Likely, see also: https://lore.kernel.org/all/20240515-anklopfen-ausgleichen-0d7c220b16f4@brauner/ which did not help. It should mimic the original anon_inode:[pidfd].

It does:

# ll /proc/984/fd
total 0
lrwx------ 1 xslaby users 64 May 17 09:00 0 -> /dev/pts/1
lrwx------ 1 xslaby users 64 May 17 09:00 2 -> /dev/pts/1
lrwx------ 1 xslaby users 64 May 17 09:00 3 -> anon_inode:[pidfd]

But lsof -F n output shows anon_inode in the output. Instead of pidfd:PID. Where does this come from?

According the code, it checks if it is a regular file before detecting anon_inode, however in Linux 6.9 it is a regular file, so the logic for pidfd is not executed.

jiegec commented 6 months ago

I have implemented the second option

Likely, see also: https://lore.kernel.org/all/20240515-anklopfen-ausgleichen-0d7c220b16f4@brauner/ which did not help. It should mimic the original anon_inode:[pidfd].

I am not sure what's the best solution here:

1. Only change the tests, but the output remains between different Linux kernel versions

2. Detect pidfd and mimic the old output for Linux 6.9 in lsof

3. Wait until linux 6.10 to change the string in procfs

I have implemented the second option in #319

jirislaby commented 6 months ago
  1. Wait until linux 6.10 to change the string in procfs

This is not enough, the complete fix:

--- a/fs/libfs.c
+++ b/fs/libfs.c
@@ -2026,7 +2026,6 @@ static struct dentry *prepare_anon_dentry(struct dentry **stashed,
        }

        /* Notice when this is changed. */
-       WARN_ON_ONCE(!S_ISREG(inode->i_mode));
        WARN_ON_ONCE(!IS_IMMUTABLE(inode));

        dentry = d_alloc_anon(sb);
diff --git a/fs/pidfs.c b/fs/pidfs.c
index a63d5d24..f51a794f 100644
--- a/fs/pidfs.c
+++ b/fs/pidfs.c
@@ -201,10 +201,7 @@ static const struct super_operations pidfs_sops = {

 static char *pidfs_dname(struct dentry *dentry, char *buffer, int buflen)
 {
-       struct inode *inode = d_inode(dentry);
-       struct pid *pid = inode->i_private;
-
-       return dynamic_dname(buffer, buflen, "pidfd:[%llu]", pid->ino);
+       return dynamic_dname(buffer, buflen, "anon_inode:[pidfd]");
 }

 static const struct dentry_operations pidfs_dentry_operations = {
@@ -217,6 +214,7 @@ static int pidfs_init_inode(struct inode *inode, void *data)
 {
        inode->i_private = data;
        inode->i_flags |= S_PRIVATE;
+       inode->i_mode &= ~S_IFREG;
        inode->i_mode |= S_IRWXU;
        inode->i_op = &pidfs_inode_operations;
        inode->i_fop = &pidfs_file_operations;

Let's see how they fix it in the end.

brauner commented 5 months ago

For now we're mimicking the old pidfd behavior but we will try to flip the switch to the new format:

lrwx------ 1 root root 64 May 22 15:23 22 -> 'pidfd:[818]'

where 818 is a unique inode number unrelated to the pid number and st_mode will be set to S_IFREG.

So I really appreciate the change to accomodate pidfs.

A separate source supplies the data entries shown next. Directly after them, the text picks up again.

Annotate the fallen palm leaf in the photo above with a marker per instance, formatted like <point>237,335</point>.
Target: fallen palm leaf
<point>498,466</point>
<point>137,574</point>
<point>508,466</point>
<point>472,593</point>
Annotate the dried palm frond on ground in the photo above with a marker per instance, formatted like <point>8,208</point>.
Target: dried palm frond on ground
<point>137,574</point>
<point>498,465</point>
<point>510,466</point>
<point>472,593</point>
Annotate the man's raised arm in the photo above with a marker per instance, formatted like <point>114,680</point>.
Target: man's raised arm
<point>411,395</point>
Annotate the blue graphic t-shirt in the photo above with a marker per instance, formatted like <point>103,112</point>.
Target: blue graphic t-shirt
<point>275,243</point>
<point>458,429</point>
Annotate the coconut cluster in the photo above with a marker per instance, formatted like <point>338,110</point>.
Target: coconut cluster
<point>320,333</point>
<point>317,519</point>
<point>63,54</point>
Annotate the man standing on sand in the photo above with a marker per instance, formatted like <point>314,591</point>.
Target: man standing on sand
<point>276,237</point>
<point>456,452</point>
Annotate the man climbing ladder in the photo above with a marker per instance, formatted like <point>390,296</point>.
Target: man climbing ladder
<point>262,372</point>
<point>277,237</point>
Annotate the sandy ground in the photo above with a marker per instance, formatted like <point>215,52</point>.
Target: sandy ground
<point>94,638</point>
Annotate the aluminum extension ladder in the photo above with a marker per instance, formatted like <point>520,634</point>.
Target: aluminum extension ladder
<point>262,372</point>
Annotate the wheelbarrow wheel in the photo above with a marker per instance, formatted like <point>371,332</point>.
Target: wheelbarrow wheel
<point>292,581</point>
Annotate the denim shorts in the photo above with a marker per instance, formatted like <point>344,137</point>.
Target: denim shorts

Fwiw, both lsfd in util-linux as well as strace have adapted to this already. I didn't catch lsof unfortunately.

jiegec commented 5 months ago

For now we're mimicking the old pidfd behavior but we will try to flip the switch to the new format:

lrwx------ 1 root root 64 May 22 15:23 22 -> 'pidfd:[818]'

where 818 is a unique inode number unrelated to the pid number and st_mode will be set to S_IFREG.

So I really appreciate the change to accomodate pidfs. Fwiw, both lsfd in util-linux as well as strace have adapted to this already. I didn't catch lsof unfortunately.

Thanks for your hard work on Linux kernel. I am okay with all formats (the legacy one, the current one and maybe a future one), and happy to accommodate them in lsof.